As described above, according to this embodiment, it is possible to cope with a 1/2 load by simply opening or closing one of the fuel cutoff valves V, and the control system is remarkably simplified. Accordingly, the structure of the control device is simplified and the cost thereof is reduced.

[0024]

As described in detail above, according to the present invention,
Since the rated capacity of the combustion means such as a burner can correspond to 1/2 load, a small one can be used as the combustion means such as a burner and the production thereof can be performed at low cost. That is an excellent effect.

Further, since the 1/2 load can be dealt with by simply turning on or off the combustion means such as one burner, the structure of the control system can be remarkably simplified, and the structure of the control device can be remarkably simplified accordingly.
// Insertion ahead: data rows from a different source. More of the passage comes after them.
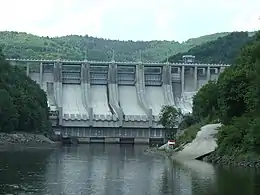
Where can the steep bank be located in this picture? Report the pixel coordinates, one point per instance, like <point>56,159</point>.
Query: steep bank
<point>203,144</point>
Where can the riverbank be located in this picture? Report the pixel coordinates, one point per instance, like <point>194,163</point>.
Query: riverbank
<point>204,148</point>
<point>25,140</point>
<point>245,160</point>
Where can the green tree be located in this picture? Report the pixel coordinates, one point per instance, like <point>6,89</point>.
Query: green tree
<point>23,104</point>
<point>8,112</point>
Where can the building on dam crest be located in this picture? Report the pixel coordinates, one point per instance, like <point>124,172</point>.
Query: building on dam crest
<point>113,101</point>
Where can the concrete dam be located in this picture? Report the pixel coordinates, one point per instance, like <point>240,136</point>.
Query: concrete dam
<point>115,101</point>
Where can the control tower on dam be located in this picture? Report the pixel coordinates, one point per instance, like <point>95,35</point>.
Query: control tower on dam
<point>113,101</point>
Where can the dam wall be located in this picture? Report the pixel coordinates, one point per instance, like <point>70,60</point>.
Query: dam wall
<point>104,99</point>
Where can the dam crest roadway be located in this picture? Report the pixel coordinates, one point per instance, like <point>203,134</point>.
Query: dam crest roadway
<point>112,101</point>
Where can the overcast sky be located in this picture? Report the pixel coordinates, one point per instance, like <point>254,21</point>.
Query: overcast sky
<point>130,19</point>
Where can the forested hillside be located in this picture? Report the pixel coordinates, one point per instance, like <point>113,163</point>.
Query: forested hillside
<point>234,101</point>
<point>222,50</point>
<point>23,45</point>
<point>23,105</point>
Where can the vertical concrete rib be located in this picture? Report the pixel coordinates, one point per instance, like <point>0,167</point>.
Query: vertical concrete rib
<point>58,88</point>
<point>195,78</point>
<point>208,73</point>
<point>167,87</point>
<point>85,90</point>
<point>27,69</point>
<point>113,92</point>
<point>182,78</point>
<point>41,74</point>
<point>140,89</point>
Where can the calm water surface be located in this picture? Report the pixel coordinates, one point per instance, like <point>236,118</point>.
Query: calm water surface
<point>117,170</point>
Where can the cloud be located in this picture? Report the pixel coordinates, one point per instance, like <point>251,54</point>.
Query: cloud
<point>129,19</point>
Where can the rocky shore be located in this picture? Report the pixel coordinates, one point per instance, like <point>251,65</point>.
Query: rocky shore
<point>25,140</point>
<point>213,158</point>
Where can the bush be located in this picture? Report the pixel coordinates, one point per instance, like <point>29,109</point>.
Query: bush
<point>23,105</point>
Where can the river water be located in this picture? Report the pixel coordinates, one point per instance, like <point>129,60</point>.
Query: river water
<point>117,170</point>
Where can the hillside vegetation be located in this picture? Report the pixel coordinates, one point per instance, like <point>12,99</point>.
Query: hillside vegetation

In addition, an excellent effect that the cost can be reduced can also be obtained.

Further, the gas temperature from the combustion means is set to 150.
In a preferred embodiment of the present invention, which includes a heat transfer surface for adjusting temperature adjustment for adjusting the temperature in the range of 0 to 1000 ° C. and a heat insulating space provided immediately after the heat transfer surface, NO _X emission and CO emission are suppressed. Excellent effect can also be obtained.

[Brief description of the drawings]

FIG. 1 is a cross-sectional view of a steam generating part of a rectangular multi-tube through-flow boiler of the present invention.

FIG. 2 is a cross-sectional view of another example of the heat transfer surface configuration of the steam generating unit.

FIG. 3 is a simplified control block diagram of a fuel system of the equiangular multitubular once-through boiler.

FIG. 4 is a cross-sectional view of a steam generating portion of a conventional rectangular multi-tube type once-through boiler.

FIG. 5 is a simplified control block diagram of a fuel system of a conventional rectangular multi-tube type once-through boiler.

[Explanation of symbols]

 1 Steam Generation Part 2 Unit Evaporation Part 3 Thin Box Body 31 Side Wall 32 Water Cooling Wall (Partition Wall) 33 Front 34 Rear 35 Gas Outlet 36 Heat Insulation Space 4 Heat Transfer Tube Group 41 Heat Transfer Tube Group 42 Temperature Control Tube Group (No. 1) 1 tube group) 43 Main heat transfer tube group (2nd tube group) 44 Main heat transfer tube group (3rd tube group) 5 Premixed gas burner V Fuel cutoff valve

Claims (4)

[Claims] 1. A prismatic multi-tube once-through boiler, which comprises combustion means for generating combustion gas capable of ensuring an evaporation amount of 1/2 of the maximum evaporation amount, and combustion gas from the combustion means causes a maximum evaporation amount of 1 Unit heat vaporization section for ensuring a vaporization amount of / 2, and a steam generating section is constituted by arranging two unit vaporization sections in parallel to form a rectangular multi-tube flow-through. boiler. 2. The heat exchange section is provided on a temperature adjusting heat transfer surface for adjusting the temperature of the combustion gas from the combustion means in the range of 1500 to 1000 ° C., and on the downstream side of the temperature adjusting heat transfer surface. The rectangular multi-tube through-flow boiler according to claim 1, further comprising a heat insulating space. 3. The heat transfer surface density in the heat exchange section is essentially set such that the density becomes small from the upstream side to the downstream side of the gas flow and becomes large. The rectangular multi-tube through-flow boiler according to 1. 4. A heat transfer surface having a heat transfer surface density lower than a heat transfer surface density of a heat transfer surface located upstream of the gas flow is provided downstream of the gas flow. The rectangular multi-tube once-through boiler according to item 3.